Selain itu, eksperimen lapangan di lokasi seperti Fiji dan Kiribati sedang berlangsung untuk memanfaatkan ketahanan alami terumbu karang dalam proses pemulihan. Penelitian di daerah ini fokus pada koloni karang yang selamat dari peristiwa pemutihan sebelumnya, dengan tujuan memperkuat kemampuan adaptasi mereka terhadap perubahan lingkungan. Pendekatan ini juga melibatkan pengelolaan aktif terhadap ekosistem terumbu karang, termasuk penghilangan predator karang, pengendalian pertumbuhan alga makro melalui reintroduksi ikan, serta pemanfaatan bulu babi untuk menciptakan keseimbangan ekologis. Pendekatan berbasis ekosistem ini bertujuan tidak hanya untuk memulihkan terumbu karang, tetapi juga untuk memastikan kelangsungan fungsinya sebagai penopang keanekaragaman hayati laut (Hein dkk., 2021).

Berbagai metode restorasi terumbu karang terus dievaluasi dan diadaptasi, salah satunya adalah metode yang diadaptasi dari Bostrom. Metode tersebut mencakup direct transplantation, yaitu transplantasi langsung tanpa melalui fase pembibitan, dan coral gardening, yang melibatkan pembibitan karang baik secara in situ maupun ex situ. Selain itu, terdapat substrate addition, yang melibatkan penambahan struktur buatan melalui elektrolisis (electro-deposition) atau dengan desain alami (green engineering). Substrate manipulation mencakup stabilisasi substrat untuk menghilangkan puing-puing yang tidak terkonsolidasi (substrate stabilization) serta penghilangan alga mikro yang berlebihan (algae removal). Metode terakhir, larval propagation, melibatkan penyebaran substrat yang diinokulasi (deployment of inoculated substrate) dan pelepasan larva karang (larval release). Beragam pendekatan ini memberikan peluang besar untuk mengatasi berbagai tantangan dalam pemulihan terumbu karang di seluruh dunia (Hein dkk., 2021).

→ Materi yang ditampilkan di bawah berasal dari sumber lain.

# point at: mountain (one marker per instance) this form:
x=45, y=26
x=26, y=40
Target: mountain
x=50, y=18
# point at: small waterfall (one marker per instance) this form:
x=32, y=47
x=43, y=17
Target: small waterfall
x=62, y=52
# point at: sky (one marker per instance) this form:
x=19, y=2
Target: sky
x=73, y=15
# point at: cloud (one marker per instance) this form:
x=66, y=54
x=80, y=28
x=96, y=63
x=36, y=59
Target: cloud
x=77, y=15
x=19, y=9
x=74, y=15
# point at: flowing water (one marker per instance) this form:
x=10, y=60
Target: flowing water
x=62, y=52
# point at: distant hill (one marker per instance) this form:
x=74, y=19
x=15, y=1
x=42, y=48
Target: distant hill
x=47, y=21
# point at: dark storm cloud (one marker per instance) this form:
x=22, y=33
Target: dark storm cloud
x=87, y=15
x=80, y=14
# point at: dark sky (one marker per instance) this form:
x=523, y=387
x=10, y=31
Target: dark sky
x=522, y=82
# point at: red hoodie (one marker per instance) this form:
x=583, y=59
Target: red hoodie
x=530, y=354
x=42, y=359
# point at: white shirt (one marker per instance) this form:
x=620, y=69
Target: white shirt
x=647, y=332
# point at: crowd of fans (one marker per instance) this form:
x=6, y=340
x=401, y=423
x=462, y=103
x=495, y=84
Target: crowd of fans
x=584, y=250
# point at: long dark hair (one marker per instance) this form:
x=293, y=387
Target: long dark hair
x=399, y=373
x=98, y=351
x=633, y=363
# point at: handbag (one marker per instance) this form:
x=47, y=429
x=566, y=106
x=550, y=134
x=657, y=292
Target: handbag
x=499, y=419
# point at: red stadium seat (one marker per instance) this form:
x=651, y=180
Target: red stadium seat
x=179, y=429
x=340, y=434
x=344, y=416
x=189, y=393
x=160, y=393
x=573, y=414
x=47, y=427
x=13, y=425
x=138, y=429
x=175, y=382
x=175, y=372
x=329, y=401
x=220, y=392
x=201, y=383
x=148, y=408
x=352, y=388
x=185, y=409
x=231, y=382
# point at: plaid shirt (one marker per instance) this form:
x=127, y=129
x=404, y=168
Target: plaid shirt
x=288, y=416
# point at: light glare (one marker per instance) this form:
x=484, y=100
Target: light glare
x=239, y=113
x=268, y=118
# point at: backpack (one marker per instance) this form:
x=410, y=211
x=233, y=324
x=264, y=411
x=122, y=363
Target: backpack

DISTRIBUSI GLOBAL DAN LUAS TERUMBU KARANG DUNIA

Terdapat 128 negara yang berbatasan dengan terumbu karang atau memiliki terumbu karang di perairan dalam radius 100 km. Berdasarkan data distribusi spasial dari UNEP-WCMC, luas total terumbu karang yang tertutup di dunia mencapai 151.390,25 km². Australia memiliki kawasan terumbu karang terluas, yaitu 31.688,43 km² (20,93% dari total global), diikuti oleh Indonesia dengan luas 20.233,23 km² (13,36%) dan Filipina sebesar 13.573,40 km² (8,97%) (Wong dkk., 2022).

Populasi yang tinggal di sekitar terumbu karang menunjukkan peningkatan signifikan dari waktu ke waktu. Pada jarak 100 km dari terumbu karang, populasi meningkat dari 762 juta orang pada tahun 2000 menjadi 997 juta orang pada tahun 2020, yang masing-masing setara dengan 12,56% dan 12,84% dari populasi global. Peningkatan yang lebih besar terjadi pada populasi yang tinggal dalam radius 5 km dari terumbu karang, yaitu sebesar 42,17% dalam periode yang sama. Pada jarak ini, jumlah penduduk meningkat dari 76 juta orang pada tahun 2000 (1,25% dari populasi global) menjadi 108 juta orang pada tahun 2020 (1,39% dari populasi global) (Wong dkk., 2022).

MEMBANDINGKAN DAMPAK TERHADAP TERUMBU KARANG BERDASARKAN WILAYAH

Bleaching (Pemutihan Karang)

Pemutihan karang merupakan salah satu ancaman terbesar terhadap ekosistem terumbu karang dan dampaknya bervariasi di setiap wilayah. Peristiwa pemutihan karang yang parah telah menyebabkan kerusakan terbesar di wilayah Indo-Pasifik Barat, dengan penurunan hingga 52% dari kondisi sebelumnya. Di Indo-Pasifik Tengah dan Timur, tingkat kerusakan akibat pemutihan parah lebih rendah, masing-masing mencapai 25% dan 33%. Sebaliknya, di Atlantik Tropis, tidak ditemukan laporan pemutihan dengan keparahan tinggi seperti itu (Alvarez-Filip dkk., 2021).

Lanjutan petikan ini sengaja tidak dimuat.